Tot slot sluit het artikel leerlingen op het voortgezet onderwijs en studenten uit van aanspraak op langdurigheidstoeslag. Scholing en studie zijn juist vooral gericht om arbeidsperspectief te creëren en geven daarmee automatisch zicht op inkomensverwerving c.q. inkomensverbetering. Hoofdstuk 3 – Inspanning arbeidsinschakeling en geen uitzicht op inkomens- verbetering Artikel 4

Dit artikel betreft een uitwerking van artikel 3, vierde lid. Het geeft uitdrukking aan de waarde die gehecht wordt aan de inspanning voor arbeidsinschakeling. Schending van de arbeidsverplichtingen wordt niet beloond en tast het arbeidsperspectief aan waardoor het voorwaardelijke gebrek daaraan niet/moeilijker is vast te stellen. Artikel 5

Dit artikel geeft invulling aan het begrip ‘geen uitzicht op inkomensverbetering’ door een gebrek aan arbeidsmarktperspectief. Zie eveneens de toelichting bij artikel 3.

Hoofdstuk 4 – Hoogte langdurigheidstoeslag Artikel 6

Voor de hoogte van de toeslagen is gekozen voor de bedragen zoals deze van toepassing waren onder artikel 36 WWB (oud) in 2008.

Met de langdurigheidstoeslag worden klanten jonger dan 65 jaar die langdurig van het sociaal minimum moeten rondkomen vanwege een gebrek aan arbeidsperspectief, gecompenseerd voor onvermijdelijke langere termijnkosten waarvoor moeilijk valt te sparen. Met die compensatie wordt de bijstand naar hetzelfde niveau getild als van de bijstandsnorm voor personen van 65 jaar of ouder.
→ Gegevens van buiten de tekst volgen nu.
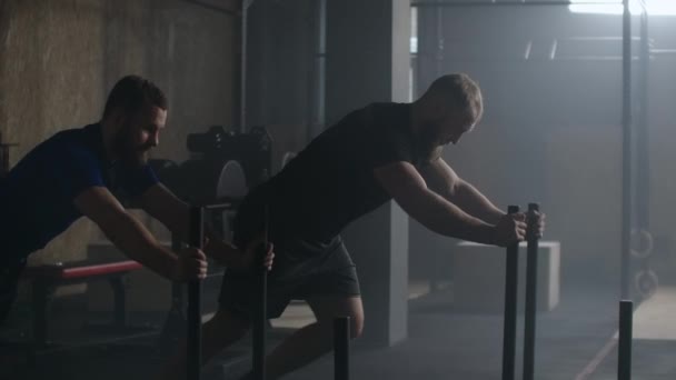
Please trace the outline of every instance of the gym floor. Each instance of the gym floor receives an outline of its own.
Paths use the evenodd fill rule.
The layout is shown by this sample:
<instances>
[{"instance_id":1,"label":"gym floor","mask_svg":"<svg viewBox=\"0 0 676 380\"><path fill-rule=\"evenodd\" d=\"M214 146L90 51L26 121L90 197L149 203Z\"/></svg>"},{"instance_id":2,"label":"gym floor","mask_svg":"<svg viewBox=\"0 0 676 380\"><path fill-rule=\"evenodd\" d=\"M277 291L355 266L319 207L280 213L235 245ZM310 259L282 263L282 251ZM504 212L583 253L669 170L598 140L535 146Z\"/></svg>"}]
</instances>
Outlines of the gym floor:
<instances>
[{"instance_id":1,"label":"gym floor","mask_svg":"<svg viewBox=\"0 0 676 380\"><path fill-rule=\"evenodd\" d=\"M434 293L425 284L410 287L409 337L389 349L366 347L358 341L350 358L352 379L498 379L501 363L500 314L477 314L454 310L451 289ZM606 380L617 378L615 289L598 286L565 287L561 302L551 312L538 317L536 379ZM676 329L668 327L669 308L676 307L676 289L663 287L635 314L635 380L673 379L676 374ZM302 304L291 306L274 322L270 344L290 333L294 327L311 321ZM67 307L56 313L54 334L72 336L80 322ZM135 317L142 320L140 316ZM523 326L523 320L519 320ZM648 323L649 322L649 323ZM370 321L375 323L375 321ZM368 328L368 324L367 324ZM655 331L659 331L656 334ZM161 364L153 349L157 337L139 338L113 346L81 348L41 356L29 372L12 379L148 379ZM521 340L519 340L521 341ZM233 356L248 352L248 340L225 353L205 371L206 380L230 380L222 364L231 372L246 363ZM517 362L519 362L517 350ZM120 363L125 363L121 366ZM239 368L238 368L239 367ZM520 366L517 366L517 373ZM332 358L287 377L290 380L332 378Z\"/></svg>"}]
</instances>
Om niet jaarlijks de verordening aan te hoeven passen is er voor gekozen om de hoogte jaarlijks automatisch mee te laten bewegen met de bijstandsnormen. Omdat de bijstandsnormen in beginsel tweemaal per jaar worden geïndexeerd en de langdurigheidstoeslag maar eenmaal, wordt steeds een vergelijking gemaakt met de bijstandsnormen per 1 januari van het voorafgaande jaar. Artikel 7

Dit artikel stelt een grens aan de aanvraagtermijn na de peildatum waarbinnen er een recht bestaat op de langdurigheidstoeslag. Wordt een aanvraag voor langdurigheidstoeslag ingediend met als basis een peildatum die ouder is dan 12 maanden, dan bestaat er geen recht vanaf de peildatum maar vanaf de datum aanvraag minus 1 jaar.

Hoofdstuk 5 – Slotbepalingen Artikel 8 en 9

Deze artikelen spreken voor zich.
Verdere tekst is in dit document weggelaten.